= Harpers (Forgotten Realms organization) =

Fictional Dungeons & Dragons organization

The Harpers are a fictional and semi-secret organization in the Forgotten Realms campaign setting of the role playing game Dungeons & Dragons.

==Publication history==
The Harpers were introduced in 1987 as part of the Forgotten Realms campaign setting, as written by Ed Greenwood. The Code of the Harpers (1993), also written by Greenwood, is a resource book for runes, spells, and other unique abilities only Harpers have.

==Organization==
The organization was created near the founding of Myth Drannor by elven elders, generals, and priests, and led by an elven mage named "Lady Steel" (and advised by a young Elminster). Over time, and after the fall of Myth Drannor, this organization evolved into a new group, founded by Elminster and other influential and powerful individuals, with support from many freedom loving and good-aligned deities and churches (although the churches don't always agree with Harper aims, the deities themselves do). The deities who sponsored the Harpers are; Deneir, Eldath, Liira, Mielikki, Milil, Mystra, Oghma, Selune, Silvanus, Tymora, and the entire Seldarine. Most of the Seven Sisters, especially Storm Silverhand, are dedicated Harpers.

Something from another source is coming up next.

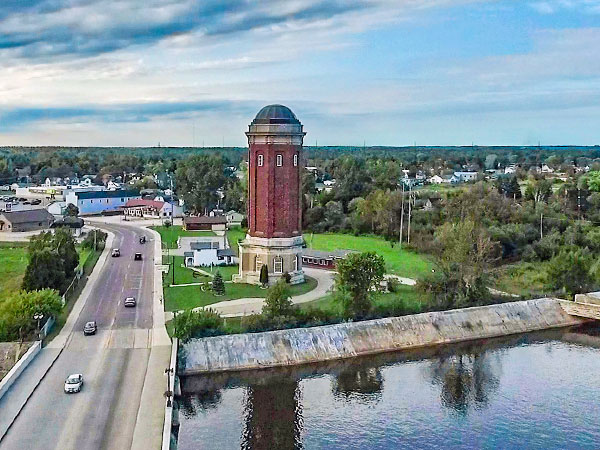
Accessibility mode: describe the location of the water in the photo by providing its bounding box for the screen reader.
[179,327,600,450]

Pushing for balance as well as what is right, they oppose all evil organizations such as the Zhentarim and the Red Wizards of Thay. The Harpers strive for many small, allied kingdoms, keeping rulers close to their people and too occupied with actively helping their subjects to be concerned with making war and conquering their neighbors. They are also concerned with maintaining a balance between nature and civilization, keeping woodlands and other natural areas safe from too much destruction, and with preserving all knowledge and learning, especially history, music and art. They recruit a variety of people, but the majority tend to be human, elven, and half-elven rangers and bards (people who are free to roam around a lot); there are more female than male Harpers. Harper members are recognizable by their magically imbued silver pins, which grant various magical protections (such as immunity to electricity, and to magic missiles).

Harpers are hated in many countries such as Thay or Tethyr, for a variety of reasons, but especially for their vehement opposition to the practice of slavery. The Tethyrian government has a grudge against the Harpers for assassinating their last recognized leader, driving the country of Tethyr into a swirling chaos of civil war and assassinations. However, the Harpers were framed by another, unknown, secret organization.

In 1371DR - The Year of the Unstrung Harp (1 year previously to the start of the 3rd edition campaign) - there has been growing divisions between the Harpers who wished to further the cause of Balance (neutral-aligned) and those who wished to combat evil (good-aligned). A schism happened after the Harper Khelben "Blackstaff" Arunsun made a deal with Fzoul Chembryl, leader of the Zhentarim. He was expelled from the Harpers, and, with his wife Laeral Silverhand of the Seven Sisters, he went on to form the Harper splinter organization known as the Moonstars.

==Other media==

===Baldur's Gate===
The Harpers are part of the plot of the Forgotten Realms computer game Baldur's Gate.

===Baldur's Gate II: Shadows of Amn===
The Harpers play an important role in Baldur's Gate II: Shadows of Amn.

===Baldur's Gate 3===
The Harpers can be either allies or enemies to the characters in Baldur's Gate 3.

===Film===
In the 2023 film Dungeons & Dragons: Honor Among Thieves, Edgin is a former member of the Harpers.

==Reception==
Jonathan Palmer for Arcane magazine commented on the Harpers as "fighters for freedom and justice. Laudable."

==Additional sources==
- Greenwood, Ed. The Code of the Harpers (TSR, 1993), ISBN 1-56076-644-1
- Grubb, Jeff and Ed Greenwood. Forgotten Realms Adventures (TSR, 1990).